From the MCG 2011 edition

Campus Dining Trends

IF YOU PREFER SUSHI TO PIZZA,ORGANIC food to processed, or vegetables to meat, you're in luck. Long gone are the campus dining days of your parents' generation, the one-meal-fits-all cafeteria-style food (Meatloaf, anyone?). Like restaurants, grocery stores and food chains, college campuses have responded to the country's current food trends and more conscious eating habits.

One thing's for sure—when it comes to eating on campus, you have options: from more standard cafeterias to food-court-style dining to grab-and-go convenience stores. But more important are the choices you'll have once you sit down to eat.!

Schools have broadened their dining offerings to suit pretty much everyone, incorporating vegetarian and vegan options, kosher and ethnic food, franchise fast food and, as always, Starbucks. Colleges also accommodate dietary restrictions and food allergies.

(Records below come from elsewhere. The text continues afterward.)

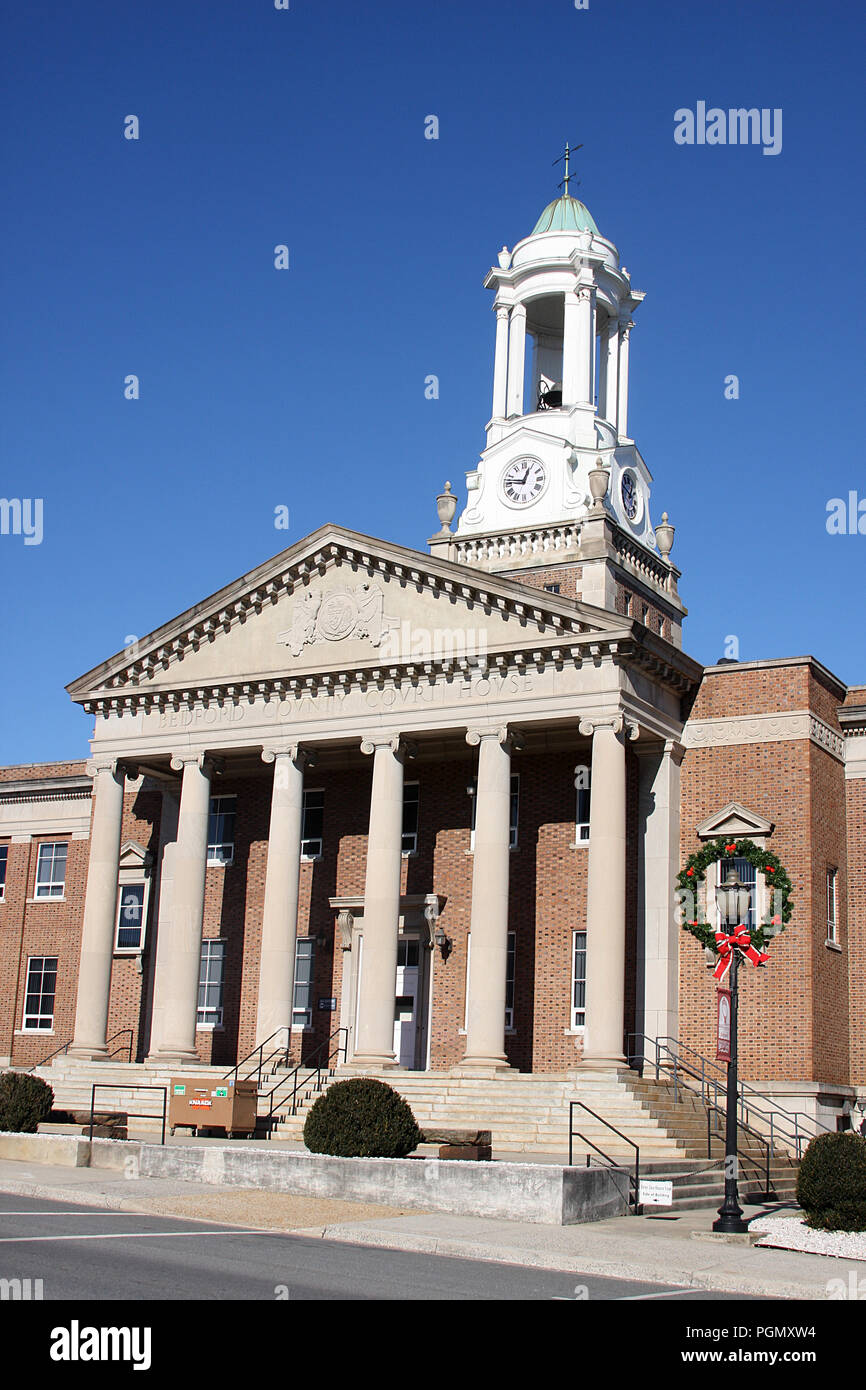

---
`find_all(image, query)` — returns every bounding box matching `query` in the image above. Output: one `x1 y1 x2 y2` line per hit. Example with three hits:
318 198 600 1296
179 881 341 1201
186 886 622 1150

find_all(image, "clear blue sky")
0 0 866 763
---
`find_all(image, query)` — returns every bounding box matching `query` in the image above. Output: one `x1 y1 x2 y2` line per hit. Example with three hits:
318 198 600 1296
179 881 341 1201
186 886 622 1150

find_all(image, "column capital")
361 733 418 759
466 724 524 752
578 710 641 742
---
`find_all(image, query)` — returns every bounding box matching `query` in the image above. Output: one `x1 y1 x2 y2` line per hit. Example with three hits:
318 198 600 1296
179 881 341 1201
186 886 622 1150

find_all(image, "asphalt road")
0 1193 738 1304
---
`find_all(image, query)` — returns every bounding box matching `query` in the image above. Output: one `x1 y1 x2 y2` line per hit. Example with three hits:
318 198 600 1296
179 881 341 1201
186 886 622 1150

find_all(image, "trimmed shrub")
796 1133 866 1230
303 1076 424 1158
0 1072 54 1134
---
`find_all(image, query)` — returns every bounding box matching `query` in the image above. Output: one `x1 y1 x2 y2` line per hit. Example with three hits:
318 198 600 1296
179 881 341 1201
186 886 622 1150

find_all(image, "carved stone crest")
277 582 396 656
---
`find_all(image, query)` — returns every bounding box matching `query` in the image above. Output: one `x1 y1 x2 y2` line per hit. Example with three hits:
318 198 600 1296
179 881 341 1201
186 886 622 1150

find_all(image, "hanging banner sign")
716 990 731 1062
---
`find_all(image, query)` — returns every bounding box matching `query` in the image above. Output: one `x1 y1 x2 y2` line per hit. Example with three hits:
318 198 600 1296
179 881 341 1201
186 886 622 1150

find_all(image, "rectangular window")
24 956 57 1033
468 773 520 849
403 783 421 855
571 931 587 1029
114 883 145 951
207 796 238 865
292 937 316 1029
35 841 70 898
827 869 838 942
300 791 325 859
196 941 225 1029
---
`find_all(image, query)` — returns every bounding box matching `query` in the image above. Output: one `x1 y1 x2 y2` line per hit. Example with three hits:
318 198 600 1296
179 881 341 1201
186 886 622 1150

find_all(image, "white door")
393 937 421 1068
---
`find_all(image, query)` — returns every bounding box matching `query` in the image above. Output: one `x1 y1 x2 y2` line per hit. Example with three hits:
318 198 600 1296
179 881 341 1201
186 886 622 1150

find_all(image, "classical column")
70 759 125 1062
580 714 638 1066
493 304 509 420
256 744 307 1044
147 751 213 1062
599 318 620 428
507 304 527 416
353 734 407 1066
460 727 516 1068
635 738 684 1045
617 320 634 438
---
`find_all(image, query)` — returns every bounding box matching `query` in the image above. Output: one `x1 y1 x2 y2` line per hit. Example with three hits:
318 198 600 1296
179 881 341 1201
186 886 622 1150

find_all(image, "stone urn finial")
589 456 610 516
656 512 676 564
436 482 457 535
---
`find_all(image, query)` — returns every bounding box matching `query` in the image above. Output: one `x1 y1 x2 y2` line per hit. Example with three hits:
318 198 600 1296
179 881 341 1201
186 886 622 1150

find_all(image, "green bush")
0 1072 54 1134
303 1076 424 1158
796 1133 866 1230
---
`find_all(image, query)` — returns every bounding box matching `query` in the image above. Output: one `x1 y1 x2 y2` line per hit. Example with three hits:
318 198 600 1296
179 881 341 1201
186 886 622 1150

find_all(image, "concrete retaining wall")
0 1134 628 1226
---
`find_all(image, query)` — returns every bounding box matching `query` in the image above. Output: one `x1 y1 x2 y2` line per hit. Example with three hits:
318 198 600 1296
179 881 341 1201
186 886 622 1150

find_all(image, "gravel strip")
749 1216 866 1259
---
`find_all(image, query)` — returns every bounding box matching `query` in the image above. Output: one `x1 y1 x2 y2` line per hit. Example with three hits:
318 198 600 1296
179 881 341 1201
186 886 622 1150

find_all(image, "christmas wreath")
677 838 794 955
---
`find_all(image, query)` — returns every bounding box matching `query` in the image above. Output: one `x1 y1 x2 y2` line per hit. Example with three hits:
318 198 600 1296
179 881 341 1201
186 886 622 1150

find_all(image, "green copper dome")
530 197 598 236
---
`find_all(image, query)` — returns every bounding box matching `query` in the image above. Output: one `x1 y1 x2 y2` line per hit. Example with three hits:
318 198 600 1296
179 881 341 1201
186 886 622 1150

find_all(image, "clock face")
502 459 545 507
620 470 638 521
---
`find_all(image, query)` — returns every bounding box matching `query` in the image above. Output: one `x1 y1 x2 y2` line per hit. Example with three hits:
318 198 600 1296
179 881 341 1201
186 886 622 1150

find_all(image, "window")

For example, the dining program at UCLA offers healthier choices like whole grains, locally grown foods, organic options and fewer trans fats. At the University of Miami, you can choose from sushi, Hispanic-Caribbean food or a glatt-kosher deli, among other offerings. And in the food court at Nova Southeastern University (FL), choices include Papa John's Pizza, Einstein Bros. Bagels and Subway. The school even supplies fresh fruit vending machines.

In addition, dining services departments are starting to provide coffee shops—where students can study—in libraries and other areas on campus.

The grab-and-go market on college campuses continues to grow, providing students with wrapped sandwiches, fruit, snacks and other easy-to-transport meals.

New this year at Virginia Tech is the "YES to Go" program, created in response to requests from students for healthier grab-and-go options. Now, 21 new food items have fewer than 600 calories and contain heart-healthy fats. Students can also speak one-on-one with the college's dietitian about their nutritional needs.

Another big change: Food is available on most campuses 24/7, instead of the limited dining hours that many cafeterias used to adhere to.

Over the last few years, campus cafeterias at Colby College, Harvard University, Middlebury College and the University of Oregon, among other schools, have implemented "trayless dining." Hundreds of colleges have removed trays from their dining halls, allowing students to eat what they can carry. The result has been a 20 to 50 percent reduction in food and beverage waste—great news for the environment.

Many schools also encourage ethical dining habits, supplying hormone-free meat, cage-free eggs and safely caught fish. Berkeley College boasts the country's first certified-organic college dining hall. Others manage organic farms on campus, such as Cal Poly, College of Marin (CA), Dartmouth College and Pomona College (CA). Evergreen State College (WA) donates unfinished food to the local food bank, and scraps are composted.

However, for those of you envisioning late-night pizza deliveries, don't worry: pizza, hamburgers and french fries remain a constant component of college life. You may have more options than yesterday's college students, but some things never change!